User's identity

I don’t know how to frame this.

I have an application where a user will share a “plan” with other users.
Very low security (nothing of value being exchanged), and I don’t want to have to develop too complicated of a system to manage it.
The easiest way I can imagine is for the sharing user to enable someone with a specific email address (or some identity) to be able to retrieve it.

So an I get a unique identify for an iPhone user somehow? I was thinking of the email address they use with the App Store or something like that.
Ideally It is something I can call up and display so that the receiving user can tell the sharing user what it is.

Sorry that this is likely a convoluted explanation, but I’m sure someone will get where I’m going and recommend a good route.

TIA.

Hi,

I had a similar problem and found three solutions.

You can’t retrieve the email address the user has used for the App Store.
The only “unique” piece of information you can retrieve is the device’s UUIDString.
Which looks like this: 95DFDXXX-XXXX-XXXX-BC36-03775A554322
Thats way too long to be shared.

Solution 1
What I first did is use hashIDs https://hashids.org to hash the database ID of the item the user was sharing.
This worked quite good at first, hashing a 3 digit ID into an 6 character string.
But eventually after hitting 100k downloads the 3 digit ID soon became a 7 digit ID being hashed into a 10+ character string.
I realized the hash was getting too long for a user to type, and would become even longer and more difficult to type the more people downloaded the app.

Solution 2 (currently implemented)
Now I am currently using What3Words.
It is an online service that will geocode any set of latitude/longitude into three unique words
When a user needs to share an item, I randomly generate a set of latitude/longitude and get a 3 word value for it.
For example the exact location of the Eiffel tower in Paris, 48.987719,+1.962406 becomes counters.crate.pound
I then store in a database the ID of the item being shared, and the 3 word value.

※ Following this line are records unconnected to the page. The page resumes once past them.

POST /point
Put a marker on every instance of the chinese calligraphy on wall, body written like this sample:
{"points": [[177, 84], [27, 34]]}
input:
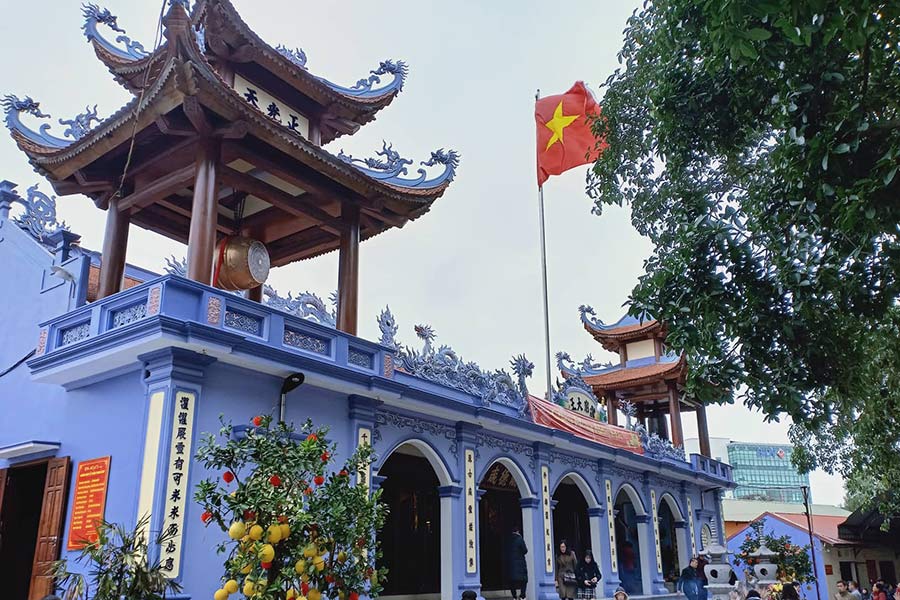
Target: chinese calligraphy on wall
{"points": [[177, 486], [545, 508], [274, 108], [471, 565]]}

The big advantage of What3Words is that it will generate a three word value in most common languages. Typing three words in your native language is much easier than typing a random set of 10 alphanumeric characters.

Solution 3 (thinking about it)
Most apps that enable collaborative work such as Google Drive, Shopping lists, and so on enable sharing in two ways:

  1. With the user’s email address
  2. With an URL containing a deeplink to the app

Storing the email address of the user now needs the user to consent to terms and conditions because of GDPR.
and deep linking into a Xojo app isn’t possible yet until this feature request is implemented <https://xojo.com/issue/51142>

@Jeremie Leroy Rank up that case. I’ve added it to my top case!

You can always get a USER piece of information and then Hash it using Xojo.Crypto.* then change it to Hex Encoded (see documentation of Xojo.Crypt.* for iOS).

That value can be anything, if the user re-enters the same values trough the hash function you can compare to your server-side hash and thus you know if it’s that same user without sharing user-bound information.

Jeremy, this is a fantastic response. Thank you.

One question: When I go into the Settings “app” on my iPhone, it has my name at the top. Where does that come from, and can I detect the user’s name for the phone?
For my case, it doesn’t have to be 100% unique at all.

You’re welcome.

The name comes from your Apple ID. You can not detect it within an app.